Equality Act 2010, Section 19 defines indirect discrimination: applying a provision, criterion, or practice that puts persons sharing a protected characteristic at a particular disadvantage, where that cannot be justified as a proportionate means of achieving a legitimate aim. Actuarial legitimacy — demonstrably risk-based pricing — is the standard justification for differential premiums. If your occupation factor is substantially driven by its gender correlation rather than genuine occupational risk, that justification weakens.

What DiscriminationInsensitiveReweighter provides is a documented, reproducible method for reducing proxy discrimination at training time. When an FCA supervisor asks how you ensure your model doesn’t discriminate via proxies, “we reweight training data to enforce X ⊥ A, here is the methodology (Miao & Pesenti 2026) and here are the diagnostics” is a substantially better answer than “we dropped the column.”

Relation to other approaches in insurance-fairness

The library now has several fairness interventions at different points in the modelling pipeline:

Training-time (this post): DiscriminationInsensitiveReweighter — change the distribution the model learns from.
Post-processing: optimal_transport.DiscriminationFreePrice — adjust predictions after training using Lindholm marginalisation or causal path decomposition.
Constraint-based: MarginalFairnessPremium (v0.5.0) — closed-form fairness correction for distortion risk measures including Expected Shortfall.
Audit only: FairnessAudit, diagnostics.ProxyDiscriminationAudit, DoubleFairnessAudit — measure and report, without intervention.

We think training-time reweighting is the right default for new model builds. The guarantee is clean (X ⊥ A under the training measure) and the intervention is transparent. Post-processing corrections are useful when you cannot retrain — legacy systems, regulatory freeze periods, staged deployments — but they are harder to explain and audit.

The combination we’d recommend: use DiscriminationInsensitiveReweighter during model development, and use diagnostics.ProxyDiscriminationAudit to verify the reduction post-training. If the audit still shows residual proxy effects above your threshold, consider whether additional proxy-correlated features should be removed from scope entirely — not as the primary fairness intervention, but as a belt-and-braces check.

Limitations

Reweighting achieves statistical independence X ⊥ A under the training measure. This is a marginal independence condition — it does not guarantee conditional independence (X ⊥ A

Z for other covariates Z), and it does not eliminate all causal paths from A to predictions. If A has a direct causal effect on Y (which is the case for some protected attributes in some insurance lines), reweighting will over-correct: it will suppress genuine risk signal alongside the discriminatory signal.

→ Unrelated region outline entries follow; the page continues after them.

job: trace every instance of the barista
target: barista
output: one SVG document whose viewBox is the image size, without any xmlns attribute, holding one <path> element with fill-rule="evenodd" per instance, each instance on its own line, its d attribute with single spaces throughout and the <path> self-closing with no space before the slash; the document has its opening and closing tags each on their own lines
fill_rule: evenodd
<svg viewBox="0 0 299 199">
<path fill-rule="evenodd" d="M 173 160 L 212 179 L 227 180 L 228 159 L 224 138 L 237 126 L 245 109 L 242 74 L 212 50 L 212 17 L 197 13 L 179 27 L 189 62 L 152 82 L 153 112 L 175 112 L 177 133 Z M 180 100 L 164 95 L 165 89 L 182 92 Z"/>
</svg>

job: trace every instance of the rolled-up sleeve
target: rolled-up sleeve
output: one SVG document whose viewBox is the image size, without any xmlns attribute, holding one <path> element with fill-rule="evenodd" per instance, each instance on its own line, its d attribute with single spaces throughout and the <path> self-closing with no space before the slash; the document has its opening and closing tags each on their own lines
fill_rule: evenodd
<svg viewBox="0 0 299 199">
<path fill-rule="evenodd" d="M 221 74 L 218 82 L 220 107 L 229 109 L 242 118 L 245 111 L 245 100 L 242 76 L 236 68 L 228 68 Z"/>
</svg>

For pure proxy discrimination — where A affects Y only through X — the approach is exact. For mixed cases, the choice of approach depends on your causal graph. The optimal_transport.CausalGraph module in insurance-fairness implements the Lindholm causal decomposition if you need finer-grained control over which paths to block.

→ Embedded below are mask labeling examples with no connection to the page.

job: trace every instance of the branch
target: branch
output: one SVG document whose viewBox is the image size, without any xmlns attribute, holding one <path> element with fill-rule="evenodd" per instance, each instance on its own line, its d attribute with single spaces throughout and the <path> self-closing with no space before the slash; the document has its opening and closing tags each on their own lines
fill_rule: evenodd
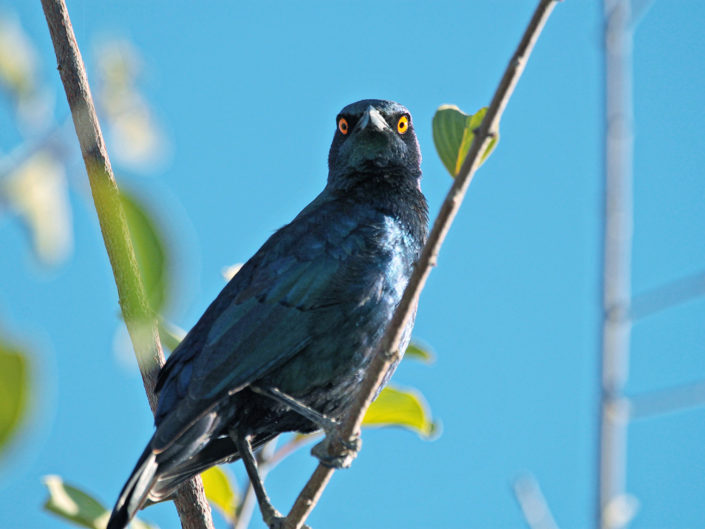
<svg viewBox="0 0 705 529">
<path fill-rule="evenodd" d="M 543 29 L 548 16 L 551 14 L 556 0 L 540 0 L 531 21 L 529 22 L 524 36 L 514 52 L 514 56 L 509 61 L 504 76 L 497 87 L 492 98 L 490 107 L 485 114 L 485 118 L 480 125 L 475 140 L 468 152 L 458 176 L 453 181 L 453 185 L 446 196 L 441 210 L 434 222 L 433 229 L 424 246 L 419 261 L 416 263 L 414 272 L 409 279 L 409 284 L 404 290 L 404 295 L 394 312 L 394 317 L 380 341 L 374 357 L 367 369 L 365 378 L 358 391 L 357 397 L 343 420 L 340 428 L 340 438 L 348 439 L 360 431 L 362 419 L 367 408 L 372 403 L 377 388 L 382 383 L 385 373 L 393 362 L 399 360 L 403 351 L 399 350 L 399 343 L 404 328 L 409 318 L 416 309 L 419 294 L 423 288 L 426 278 L 435 266 L 438 252 L 445 239 L 453 219 L 455 218 L 460 204 L 463 201 L 470 181 L 480 165 L 480 153 L 484 153 L 490 140 L 496 137 L 499 130 L 499 120 L 504 108 L 509 101 L 509 97 L 514 91 L 519 77 L 521 76 L 526 61 L 531 54 L 531 50 Z M 331 447 L 331 452 L 339 450 L 341 447 Z M 296 499 L 289 515 L 287 516 L 286 529 L 300 529 L 304 521 L 315 507 L 318 499 L 323 493 L 323 489 L 330 480 L 333 469 L 319 464 L 308 483 Z"/>
<path fill-rule="evenodd" d="M 558 529 L 541 487 L 531 474 L 516 478 L 512 489 L 529 529 Z"/>
<path fill-rule="evenodd" d="M 634 395 L 629 398 L 629 417 L 648 419 L 698 406 L 705 406 L 705 380 Z"/>
<path fill-rule="evenodd" d="M 682 277 L 634 296 L 629 317 L 640 320 L 705 295 L 705 273 Z"/>
<path fill-rule="evenodd" d="M 164 364 L 156 320 L 149 309 L 137 268 L 118 187 L 105 149 L 86 70 L 66 4 L 64 0 L 42 0 L 42 7 L 88 172 L 105 249 L 108 251 L 115 276 L 120 307 L 135 349 L 149 405 L 154 412 L 157 405 L 154 386 L 159 369 Z M 196 477 L 184 485 L 174 503 L 185 529 L 213 527 L 210 507 L 200 478 Z"/>
<path fill-rule="evenodd" d="M 631 0 L 603 0 L 605 158 L 599 444 L 595 527 L 620 529 L 626 517 L 609 508 L 625 495 L 632 244 Z"/>
</svg>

The propensity model is estimated from training data. If the propensity model is misspecified — if the true relationship between X and A is non-linear and you’re using logistic regression — the weights will be approximate. method='forest' is more flexible here at the cost of interpretability. In either case, .diagnostics tells you whether the propensity model is well-calibrated, which is a reasonable proxy for whether the weights are reliable.